Hungary’s Péter Magyar has recorded the lowest attendance rate of any MEP in the current parliamentary term, showing up for only 1.85 per cent of votes.
The high-profile leader of Hungary’s opposition Tisza party only voted 36 times, out of the 1,945 total roll call votes held in the last 180 days.
The data are from the independent European Parliament attendance tracker WheresMyMEP.eu, which monitors all roll-call votes in the plenary sessions.
The site does not examine participation in committee work. In plenary sessions, it counts members abstaining from votes as present, and a failure to vote counts as absent.
On average, MEPs have attendance of between 82 and 87 per cent, varying slightly depending on their political group.
Magyar, who sits with the centrist European People’s Party (EPP) group, is not alone among Hungarian MEPs in recording strikingly low attendance.

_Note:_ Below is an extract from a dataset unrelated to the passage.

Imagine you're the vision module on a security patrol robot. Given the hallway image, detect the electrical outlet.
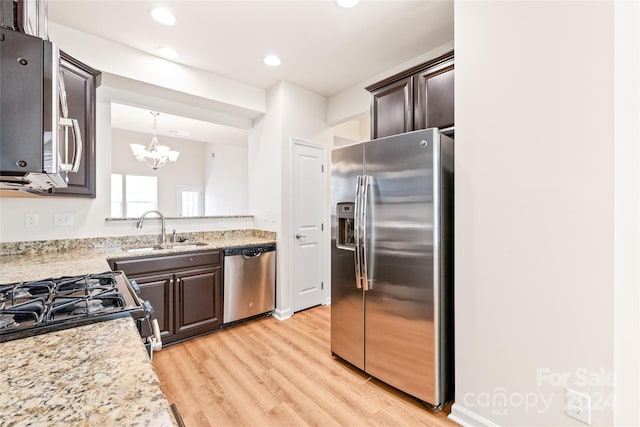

Members of his Hungarian Christian Democratic party generally have attendance scores of 20 per cent, or one in five votes. Magyar himself attends fewer than one vote in fifty. (story continues under the photo)
Four of the ten worst-attending MEPs are Hungarian members of the EPP, all members of the Tisza party.
The top five poorest performers come from the EPP (three), the Greens/EFA (one), and The Left (one).
Overall averages by political group in this legislative session so far show The Left at the bottom, with 83.4 per cent.
Second from the bottom are non-attached members (84.5 per cent), while the EPP comes third-worst at 87.5 per cent, ahead of the Greens on 89 per cent.
The individual worst performers are heavily concentrated in EPP ranks among the Hungarians.
Leading the pack at the other end are Robert Biedroń, a Polish MEP from the Socialist and Democrats (S&D) Group, and Kai Tegethoff, a German MEP from the Greens. Both have a perfect voting records of 100 per cent.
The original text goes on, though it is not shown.